No caminho, já pensei no que pedir, na calçada ainda. Salada não. Hoje não seria salada meu almoço. Azar meu, pausa na dieta por hoje. A alface nadadora me deixaria mais mal-humorado ainda. E ninguém tem culpa de eu ser mal-humorado. Peixe, adoro peixe, e legumes cozidos, também adoro. Legumes na manteiga. Manteiga é tudo de bom, por isso faz tão mal. É um pedido simples, não há como errar, e eu gosto bastante. Se bem me lembro, e não mudaram, tem no cardápio.

Tem sim. Tem o meu peixe e os meus legumes. Tem também o tal do salpicão, num sanduíche? Sanduíche de salpicão, fico imaginando como que foram inventar.

O resto do pessoal demorou bastante analisando o cardápio. Cardápio que demorou a chegar, quando chegou já estavam todos com telefone na mão, teclando, provocando quem não veio conosco. Quando o garçom os colocou na mesa, ríamos das besteiras que dois de nós, um de cada lado da mesa, diziam assincronamente um ao outro, teclando. Quando foi embora, com os pedidos anotados, estávamos dispersos, cada um já teclando, jogando ou olhando algo diferente no telefone, menos eu. Não sei porque vim a um restaurante que eu não gosto, se minha companhia vai ser só o telefone, e a comida que eu poderia ter pedido noutro lugar.

Lembrei-me da primeira vez em que vim aqui. Ou melhor, acho que foi a terceira. Um amigo, então, pegou algo de entre os guardanapos e a galheteira e riscou o papel manteiga que cobria a toalha. Um lugar tão metido a besta e usam papel manteiga para proteger a toalha! Ele começou a riscar algo no papel manteiga e disse: “Os restaurantes agora têm isso de deixar um potinho com giz de cera para os clientes rabiscarem enquanto esperam.” Eu nunca tinha visto antes mesmo.

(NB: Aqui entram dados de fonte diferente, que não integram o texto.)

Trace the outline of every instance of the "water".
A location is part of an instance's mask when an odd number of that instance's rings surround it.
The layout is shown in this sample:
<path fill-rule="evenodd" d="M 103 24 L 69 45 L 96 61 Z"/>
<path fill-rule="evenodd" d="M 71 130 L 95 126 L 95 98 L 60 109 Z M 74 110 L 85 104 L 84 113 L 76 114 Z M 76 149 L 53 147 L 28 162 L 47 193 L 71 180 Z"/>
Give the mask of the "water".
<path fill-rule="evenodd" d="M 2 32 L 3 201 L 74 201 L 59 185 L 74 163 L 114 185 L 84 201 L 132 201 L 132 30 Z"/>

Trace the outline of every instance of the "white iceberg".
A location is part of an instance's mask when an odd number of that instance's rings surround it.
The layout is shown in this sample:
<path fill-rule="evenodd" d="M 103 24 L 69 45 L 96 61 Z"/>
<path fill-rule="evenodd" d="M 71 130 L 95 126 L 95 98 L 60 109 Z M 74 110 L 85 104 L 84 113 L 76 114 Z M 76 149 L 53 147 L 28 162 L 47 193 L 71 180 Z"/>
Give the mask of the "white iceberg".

Lembrei-me do episódio com o amigo e procurei pelo giz. Tinha um potinho na nossa mesa. Com uns pedaços de giz. Azul, um azul claro, aguado, de um giz vagabundo, que parecia cor de roupa desbotada. Amarelo, de um giz grosso, do bom. Um toco do giz vagabundo também, preto, e outros, maiores, salmão, ou creme. Tinha também um quase inteiro do giz grosso que parecia de um preto diferente. É engraçado falar em preto diferente. Na escola ensinam que preto é preto, não tem tons, todo preto é igual. Mas, a gente, que não entende disso, sabe que há vários pretos diferentes.

Peguei o giz preto ruinzinho. Ele tinha umas rebarbas finas, servia para esboçar. Fiz um risco fraco, rápido, de lado a lado, para ser o chão. Saiu grande, muito curvado. Eu devia ter pensado melhor e feito devagar. Agora não dava para apagar. Nem sei se eu precisava mesmo de chão. Isso reduziu bastante os desenhos que eu podia fazer. Agora tinha de ser algo no chão. Árvore, casa, flor… Tudo isso isso de desenho com chão é coisa tão batida, infantil!

Ficou difícil encontrar algo diferente. Desenho meu não pode ser como os de todo mundo. Tem de ser do meu jeito! É um jeito que não é fácil. Pra quê complicar tanto? Fiz um palito saindo da terra. Displicente. Saiu torto. Achei melhor fazer outro, em paralelo. Ia ficar um tronco grosso. Tronco de árvore. Uma árvore como as outras de desenhos de desenhos de árvores, todas iguais. Talvez até fizesse uma maçã no meio da copa verde. Não, não podia.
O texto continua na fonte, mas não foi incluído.